Hannah Elizabeth Aspden (born June 11, 2000) is an American Paralympic swimmer. She was the youngest swimmer on Team USA to medal at either the Olympics or Paralympics in 2016. During the 2019–20 season at Queens University of Charlotte, Aspden broke two American Paralympic Short Course Meters Swimming records in both the 100-Meter Backstroke and the 100-Meter Freestyle.

==Early life==
Aspden was born to mother Jennifer Aspden in Raleigh, North Carolina, without her left leg. She learned to swim at the age of four because she wanted to enter the deep end of the pool at the local YMCA. By the age of 10, she competed in her first swim meet where she met retired Paralympic swimmer Elizabeth Stone. Two years later, Aspden was named to the US Emerging Team roster and became the youngest member on Team USAs National roster at the age of 13.

Aspden attended Quest Academy Charter School for grades 7 and 8 before attending Leesville Road High School.

==Career==
Aspden qualified for Team USAs roster, where she would compete in the S9/SB8/SM9 classifications, in 2014 by a margin of .01 seconds.

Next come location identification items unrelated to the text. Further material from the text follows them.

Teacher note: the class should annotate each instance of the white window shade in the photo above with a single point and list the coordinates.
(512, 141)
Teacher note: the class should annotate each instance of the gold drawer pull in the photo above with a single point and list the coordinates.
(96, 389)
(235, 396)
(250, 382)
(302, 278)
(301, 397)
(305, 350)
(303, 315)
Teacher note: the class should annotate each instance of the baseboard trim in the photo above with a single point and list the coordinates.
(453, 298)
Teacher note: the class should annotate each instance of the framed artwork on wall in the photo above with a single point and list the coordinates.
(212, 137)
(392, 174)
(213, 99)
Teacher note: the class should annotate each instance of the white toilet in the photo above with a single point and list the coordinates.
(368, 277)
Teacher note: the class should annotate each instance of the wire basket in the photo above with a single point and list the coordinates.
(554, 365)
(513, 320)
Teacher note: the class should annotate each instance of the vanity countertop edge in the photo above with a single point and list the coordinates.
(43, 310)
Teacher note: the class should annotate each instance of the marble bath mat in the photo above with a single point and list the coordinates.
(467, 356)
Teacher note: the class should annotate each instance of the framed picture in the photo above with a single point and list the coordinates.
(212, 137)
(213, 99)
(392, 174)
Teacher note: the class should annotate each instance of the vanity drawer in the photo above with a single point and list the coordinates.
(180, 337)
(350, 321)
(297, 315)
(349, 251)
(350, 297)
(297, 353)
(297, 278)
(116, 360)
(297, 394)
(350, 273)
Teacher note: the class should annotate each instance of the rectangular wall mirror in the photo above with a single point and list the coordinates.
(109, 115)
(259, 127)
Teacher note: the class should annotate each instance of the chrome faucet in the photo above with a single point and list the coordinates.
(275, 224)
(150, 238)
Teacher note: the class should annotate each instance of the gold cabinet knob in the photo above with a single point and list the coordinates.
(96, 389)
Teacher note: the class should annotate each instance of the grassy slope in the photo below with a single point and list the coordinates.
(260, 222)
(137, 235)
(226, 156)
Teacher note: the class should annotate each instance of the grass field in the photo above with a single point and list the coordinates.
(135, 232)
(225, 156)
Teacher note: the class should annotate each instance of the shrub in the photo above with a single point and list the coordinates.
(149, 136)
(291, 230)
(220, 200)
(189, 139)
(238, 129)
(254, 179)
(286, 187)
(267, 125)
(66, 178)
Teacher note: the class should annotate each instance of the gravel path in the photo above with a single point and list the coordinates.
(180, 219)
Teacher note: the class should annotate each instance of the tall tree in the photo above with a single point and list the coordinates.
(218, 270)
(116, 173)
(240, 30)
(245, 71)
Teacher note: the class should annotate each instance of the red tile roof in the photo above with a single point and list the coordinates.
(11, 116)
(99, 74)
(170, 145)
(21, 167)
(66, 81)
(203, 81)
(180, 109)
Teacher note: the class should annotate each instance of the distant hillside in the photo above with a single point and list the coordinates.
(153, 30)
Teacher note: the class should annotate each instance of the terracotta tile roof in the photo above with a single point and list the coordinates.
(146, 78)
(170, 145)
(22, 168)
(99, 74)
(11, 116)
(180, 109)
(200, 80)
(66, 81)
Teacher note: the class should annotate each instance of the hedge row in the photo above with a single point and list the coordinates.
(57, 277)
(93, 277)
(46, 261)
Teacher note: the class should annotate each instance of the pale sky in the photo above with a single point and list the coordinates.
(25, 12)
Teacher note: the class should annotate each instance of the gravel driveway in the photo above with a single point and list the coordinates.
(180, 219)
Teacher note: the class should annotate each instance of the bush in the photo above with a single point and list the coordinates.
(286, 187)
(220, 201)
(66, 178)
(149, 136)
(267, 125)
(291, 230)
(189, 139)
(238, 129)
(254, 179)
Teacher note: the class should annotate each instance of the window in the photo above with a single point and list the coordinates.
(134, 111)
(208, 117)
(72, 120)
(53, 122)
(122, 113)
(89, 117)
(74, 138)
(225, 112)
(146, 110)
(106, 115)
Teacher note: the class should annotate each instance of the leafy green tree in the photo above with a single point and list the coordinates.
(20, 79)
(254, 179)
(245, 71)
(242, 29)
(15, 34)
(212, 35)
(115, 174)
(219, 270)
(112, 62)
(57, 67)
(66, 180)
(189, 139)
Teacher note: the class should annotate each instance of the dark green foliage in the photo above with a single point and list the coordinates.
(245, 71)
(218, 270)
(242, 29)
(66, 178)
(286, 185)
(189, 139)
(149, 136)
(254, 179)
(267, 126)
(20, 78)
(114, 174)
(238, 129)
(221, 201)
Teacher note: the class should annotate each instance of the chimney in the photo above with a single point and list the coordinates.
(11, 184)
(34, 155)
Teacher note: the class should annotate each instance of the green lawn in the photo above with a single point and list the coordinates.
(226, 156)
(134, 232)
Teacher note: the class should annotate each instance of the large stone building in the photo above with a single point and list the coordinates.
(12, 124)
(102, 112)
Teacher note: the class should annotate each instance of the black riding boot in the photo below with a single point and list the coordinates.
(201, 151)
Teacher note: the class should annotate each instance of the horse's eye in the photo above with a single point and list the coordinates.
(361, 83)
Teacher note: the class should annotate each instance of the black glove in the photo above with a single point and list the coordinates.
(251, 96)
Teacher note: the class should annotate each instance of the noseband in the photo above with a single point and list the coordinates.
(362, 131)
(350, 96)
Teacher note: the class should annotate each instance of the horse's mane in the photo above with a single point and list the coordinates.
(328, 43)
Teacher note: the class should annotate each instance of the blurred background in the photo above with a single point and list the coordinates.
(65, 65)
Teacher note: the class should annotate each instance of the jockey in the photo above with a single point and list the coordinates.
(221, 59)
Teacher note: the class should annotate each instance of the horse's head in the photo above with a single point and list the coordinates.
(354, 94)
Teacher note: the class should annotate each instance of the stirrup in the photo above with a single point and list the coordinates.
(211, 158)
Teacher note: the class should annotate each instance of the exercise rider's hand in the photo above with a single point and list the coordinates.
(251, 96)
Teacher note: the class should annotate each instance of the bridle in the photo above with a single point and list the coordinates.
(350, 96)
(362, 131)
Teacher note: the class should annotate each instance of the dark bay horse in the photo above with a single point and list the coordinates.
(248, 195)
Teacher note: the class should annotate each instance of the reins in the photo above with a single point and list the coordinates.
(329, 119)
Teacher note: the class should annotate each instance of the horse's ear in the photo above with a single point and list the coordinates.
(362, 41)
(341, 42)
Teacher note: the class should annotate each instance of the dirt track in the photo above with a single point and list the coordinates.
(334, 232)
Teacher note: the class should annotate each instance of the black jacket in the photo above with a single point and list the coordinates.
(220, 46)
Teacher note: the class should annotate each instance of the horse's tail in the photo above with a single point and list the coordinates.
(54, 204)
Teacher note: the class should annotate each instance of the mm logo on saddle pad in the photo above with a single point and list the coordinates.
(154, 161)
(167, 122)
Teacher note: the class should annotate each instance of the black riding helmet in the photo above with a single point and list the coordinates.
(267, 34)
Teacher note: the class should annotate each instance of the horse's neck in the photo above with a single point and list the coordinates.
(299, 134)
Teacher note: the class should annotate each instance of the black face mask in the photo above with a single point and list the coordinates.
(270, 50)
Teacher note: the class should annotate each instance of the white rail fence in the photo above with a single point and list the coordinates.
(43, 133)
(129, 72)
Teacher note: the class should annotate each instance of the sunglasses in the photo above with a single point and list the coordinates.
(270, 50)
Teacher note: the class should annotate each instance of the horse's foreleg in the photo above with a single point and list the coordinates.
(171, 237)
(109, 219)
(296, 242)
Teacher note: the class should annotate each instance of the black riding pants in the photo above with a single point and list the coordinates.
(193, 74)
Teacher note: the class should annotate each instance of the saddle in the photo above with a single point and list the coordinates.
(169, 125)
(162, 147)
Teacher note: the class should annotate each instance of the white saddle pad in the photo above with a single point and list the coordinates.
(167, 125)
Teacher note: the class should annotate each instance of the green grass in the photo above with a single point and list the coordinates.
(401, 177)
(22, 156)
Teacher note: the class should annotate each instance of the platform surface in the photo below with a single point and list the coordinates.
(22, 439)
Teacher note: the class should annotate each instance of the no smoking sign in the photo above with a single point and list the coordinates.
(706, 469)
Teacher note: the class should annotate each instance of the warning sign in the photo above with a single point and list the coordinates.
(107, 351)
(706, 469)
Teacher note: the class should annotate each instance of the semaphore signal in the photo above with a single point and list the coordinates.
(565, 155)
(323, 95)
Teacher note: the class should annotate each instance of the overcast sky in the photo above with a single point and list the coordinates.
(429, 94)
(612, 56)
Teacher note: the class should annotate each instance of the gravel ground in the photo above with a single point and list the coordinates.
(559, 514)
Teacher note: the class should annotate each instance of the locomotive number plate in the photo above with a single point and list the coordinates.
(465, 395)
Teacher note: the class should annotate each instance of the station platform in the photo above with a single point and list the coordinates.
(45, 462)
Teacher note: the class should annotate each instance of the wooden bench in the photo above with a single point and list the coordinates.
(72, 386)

As a result, she made her national team debut at the 2014 Pan Pacific Swimming Championships and swam a time of 30.47.

Aspden made her Paralympic debut at the 2016 Summer Paralympics, where she became the youngest swimmer on Team USA to medal at either the Olympics or Paralympics in 2016. Aspden earned a bronze medal in the 100-meter backstroke and another third-place finish in the 4x100-meter medley. The following year, she was named to Team USAs 2017 World Championships Team, and committed to attend Queens University of Charlotte.

At the 2018 Pan Pacific Para Swimming Championships, Aspden won a silver medal in the 4x100 medley. The following year, Aspden earned a gold medal at the S9 women's 100 back sweep and 400 freestyle at the 2019 Parapan American Games. During the school year, Aspden competed in six swim meets and broke two American Paralympic Short Course Meters Swimming records for the 100-Meter Backstroke and 100-Meter Freestyle.

On April 14, 2022, Aspden was named to the roster to represent the United States at the 2022 World Para Swimming Championships. On April 29, 2023, Aspden was named to the roster to represent the United States at the 2023 World Para Swimming Championships.

== Personal life ==
She has two siblings, a brother and a sister. Her best kind of music is classic rock.